Let $K$ be a connected compact connected Lie group and let $G$ be the complexification of $K$. Then $G/K$ is an affine space. For any finitely presented $\Gamma$, $\mathrm{Hom}(\Gamma, K)\subset \mathrm{Hom}(\Gamma,G)$ and less obviously we have an inclusion of character varieties: $$\mathfrak{X}_{\Gamma}(K):=\mathrm{Hom}(\Gamma,K)/K\hookrightarrow \mathfrak{X}_{\Gamma}(G):=\mathrm{Hom}(\Gamma,G)/\!\!/G.$$

The polar decomposition writes $G=K\times \mathfrak{p}$ as a space (not a group). We therefore have a projection map: $G\to K$. This induces a projection mapping $\mathrm{Hom}(F_r,G)\to \mathrm{Hom}(F_r,K)$ for a rank $r$ free group $F_r$. The polar decomposition is $K$-equivariant, and thus this projection mapping descends to a mapping $\mathrm{Hom}(F_r,G)/K\to \mathrm{Hom}(F_r,K)/K$ and thus by inclusion (and restriction) to a projection $\mathrm{Hom}(\Gamma,G)/K\to \mathrm{Hom}(\Gamma,K)/K$ for any surjection $F_r\to \Gamma$.

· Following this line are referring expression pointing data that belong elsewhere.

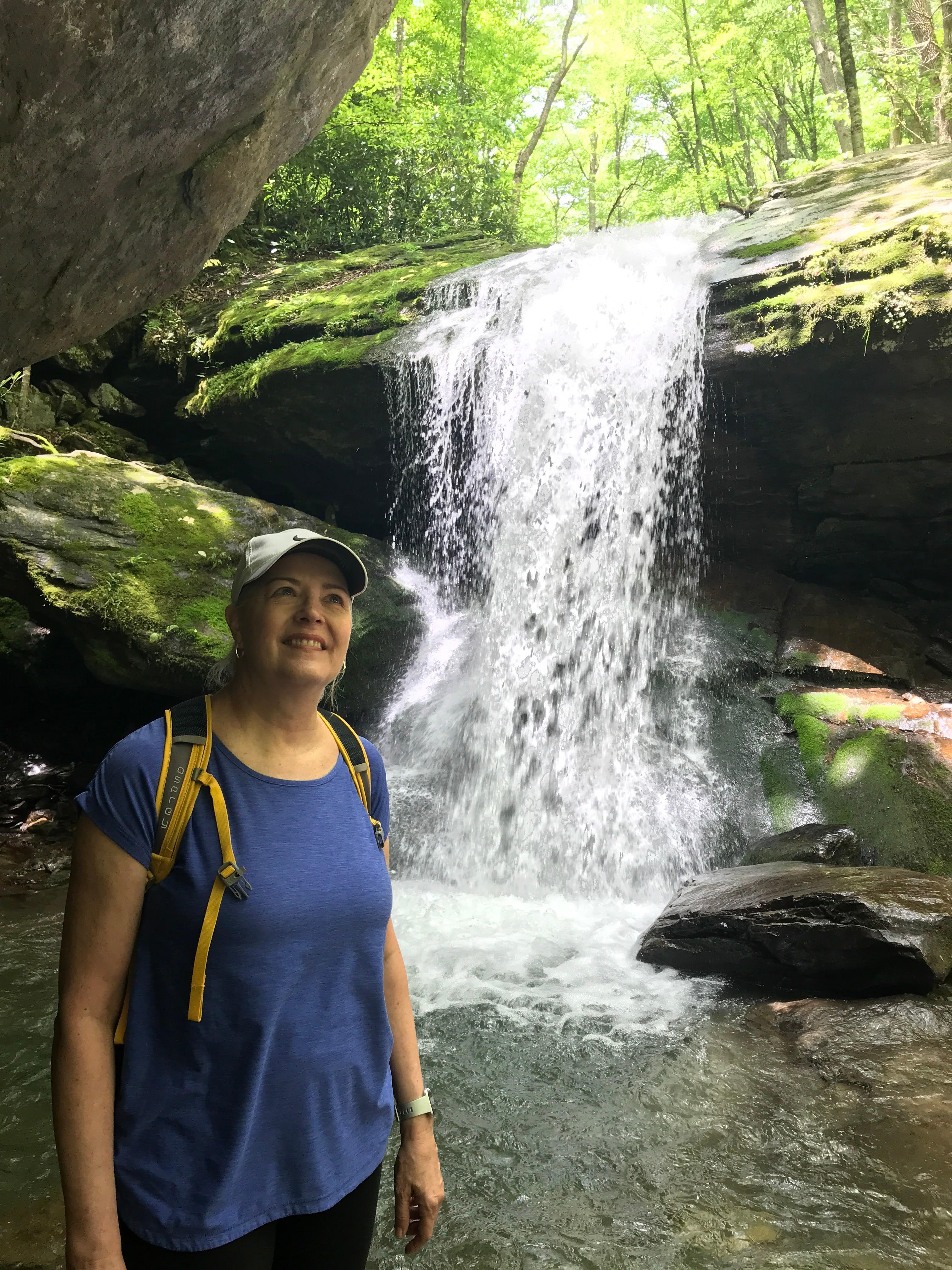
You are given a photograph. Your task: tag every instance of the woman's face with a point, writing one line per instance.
(295, 621)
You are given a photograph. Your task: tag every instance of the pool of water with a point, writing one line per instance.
(593, 1113)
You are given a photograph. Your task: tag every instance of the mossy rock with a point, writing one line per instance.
(890, 784)
(135, 568)
(20, 637)
(857, 253)
(320, 315)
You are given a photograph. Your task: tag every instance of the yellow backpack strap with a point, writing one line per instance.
(356, 758)
(188, 745)
(230, 878)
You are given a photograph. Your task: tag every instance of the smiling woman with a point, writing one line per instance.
(249, 1122)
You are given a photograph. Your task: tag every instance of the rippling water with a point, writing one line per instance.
(558, 760)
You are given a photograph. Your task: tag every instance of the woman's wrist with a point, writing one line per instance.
(417, 1127)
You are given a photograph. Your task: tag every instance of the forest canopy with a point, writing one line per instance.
(530, 120)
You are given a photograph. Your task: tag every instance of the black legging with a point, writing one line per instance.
(338, 1239)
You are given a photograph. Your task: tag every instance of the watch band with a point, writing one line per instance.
(419, 1107)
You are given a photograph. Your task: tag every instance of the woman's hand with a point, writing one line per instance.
(418, 1183)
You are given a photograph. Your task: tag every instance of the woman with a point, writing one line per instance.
(252, 1140)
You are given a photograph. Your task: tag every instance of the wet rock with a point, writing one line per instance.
(110, 401)
(166, 150)
(899, 1046)
(810, 845)
(880, 761)
(135, 569)
(853, 933)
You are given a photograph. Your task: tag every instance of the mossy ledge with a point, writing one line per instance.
(318, 315)
(857, 253)
(883, 765)
(135, 568)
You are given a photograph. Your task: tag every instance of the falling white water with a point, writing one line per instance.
(547, 432)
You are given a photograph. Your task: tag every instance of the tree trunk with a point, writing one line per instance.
(850, 82)
(25, 397)
(565, 65)
(461, 82)
(920, 16)
(593, 177)
(895, 50)
(749, 174)
(830, 78)
(399, 36)
(946, 74)
(781, 139)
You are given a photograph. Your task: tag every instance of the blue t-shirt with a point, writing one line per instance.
(280, 1100)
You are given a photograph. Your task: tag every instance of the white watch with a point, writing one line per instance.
(419, 1107)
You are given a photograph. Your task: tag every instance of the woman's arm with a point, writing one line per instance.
(103, 910)
(418, 1184)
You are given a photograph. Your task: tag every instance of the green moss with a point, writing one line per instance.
(897, 796)
(16, 629)
(314, 355)
(141, 582)
(757, 249)
(781, 789)
(814, 738)
(790, 705)
(326, 315)
(866, 285)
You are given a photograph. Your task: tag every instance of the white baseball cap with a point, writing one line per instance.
(267, 549)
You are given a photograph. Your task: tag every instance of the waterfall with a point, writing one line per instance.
(547, 418)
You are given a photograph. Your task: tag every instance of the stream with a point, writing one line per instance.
(560, 753)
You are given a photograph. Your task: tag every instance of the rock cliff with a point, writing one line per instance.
(136, 135)
(829, 352)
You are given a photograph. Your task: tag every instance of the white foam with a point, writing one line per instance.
(554, 962)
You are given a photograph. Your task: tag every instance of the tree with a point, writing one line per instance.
(830, 77)
(850, 78)
(565, 65)
(931, 61)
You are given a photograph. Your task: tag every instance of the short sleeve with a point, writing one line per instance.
(121, 798)
(380, 794)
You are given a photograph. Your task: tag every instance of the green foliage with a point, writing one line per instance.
(416, 150)
(671, 110)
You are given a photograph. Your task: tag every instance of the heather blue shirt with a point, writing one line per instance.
(280, 1100)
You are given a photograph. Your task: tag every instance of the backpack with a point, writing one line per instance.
(188, 746)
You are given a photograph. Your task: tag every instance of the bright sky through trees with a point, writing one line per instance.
(654, 108)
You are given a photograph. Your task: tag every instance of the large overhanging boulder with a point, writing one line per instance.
(136, 135)
(134, 567)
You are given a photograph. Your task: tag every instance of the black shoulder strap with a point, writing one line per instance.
(353, 748)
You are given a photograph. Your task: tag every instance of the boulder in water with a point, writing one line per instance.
(810, 845)
(894, 1047)
(790, 926)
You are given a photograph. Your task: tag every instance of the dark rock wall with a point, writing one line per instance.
(136, 135)
(835, 466)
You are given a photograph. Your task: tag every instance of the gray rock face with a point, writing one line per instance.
(136, 135)
(894, 1047)
(852, 933)
(810, 845)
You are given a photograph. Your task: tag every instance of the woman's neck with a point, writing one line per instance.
(275, 732)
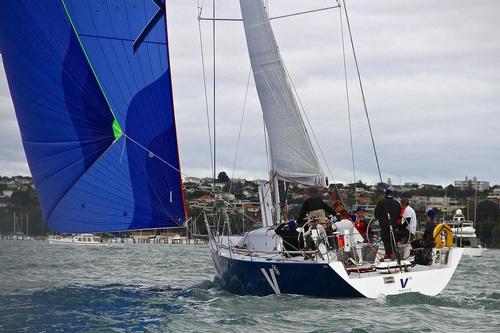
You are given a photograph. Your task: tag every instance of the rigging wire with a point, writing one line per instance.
(347, 96)
(200, 9)
(362, 91)
(213, 44)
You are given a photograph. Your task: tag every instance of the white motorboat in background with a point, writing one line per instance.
(465, 235)
(81, 239)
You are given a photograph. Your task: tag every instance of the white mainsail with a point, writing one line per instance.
(292, 154)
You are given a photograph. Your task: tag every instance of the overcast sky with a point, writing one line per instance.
(430, 69)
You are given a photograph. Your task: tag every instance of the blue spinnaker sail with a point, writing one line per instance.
(91, 86)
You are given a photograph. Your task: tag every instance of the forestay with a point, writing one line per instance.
(95, 111)
(292, 154)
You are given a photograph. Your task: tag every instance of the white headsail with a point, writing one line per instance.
(292, 154)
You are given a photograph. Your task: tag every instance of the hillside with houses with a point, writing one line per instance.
(20, 211)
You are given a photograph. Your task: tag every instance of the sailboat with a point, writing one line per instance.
(92, 91)
(258, 263)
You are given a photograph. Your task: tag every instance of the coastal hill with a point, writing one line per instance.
(20, 210)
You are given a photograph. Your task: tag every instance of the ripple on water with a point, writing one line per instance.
(172, 288)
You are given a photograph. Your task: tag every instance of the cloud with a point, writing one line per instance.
(430, 69)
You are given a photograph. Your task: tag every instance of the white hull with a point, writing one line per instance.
(427, 280)
(246, 270)
(473, 251)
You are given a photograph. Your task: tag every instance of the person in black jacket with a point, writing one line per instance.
(314, 205)
(388, 212)
(288, 232)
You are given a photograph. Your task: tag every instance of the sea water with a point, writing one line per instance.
(163, 288)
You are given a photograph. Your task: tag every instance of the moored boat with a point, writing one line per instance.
(80, 239)
(465, 235)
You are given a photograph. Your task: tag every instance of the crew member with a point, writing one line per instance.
(361, 224)
(427, 240)
(409, 218)
(387, 211)
(288, 232)
(322, 236)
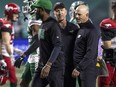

Since $\mathrm{Hom}(\Gamma,G)/K$ projects to $\mathfrak{X}_{\Gamma}(G)$, we have a commutative diagram:

$$\begin{array}{ccc} \mathrm{Hom}(\Gamma,G)/K&\twoheadrightarrow& \mathfrak{X}_{\Gamma}(K)\\ \downarrow& &\downarrow\\ \mathfrak{X}_{\Gamma}(G)& =&\mathfrak{X}_{\Gamma}(G) \end{array} $$

Perhaps analyzing the fibers of the top and left surjections, and how they relate in $\mathrm{Hom}(\Gamma,G)/K$ would be helpful?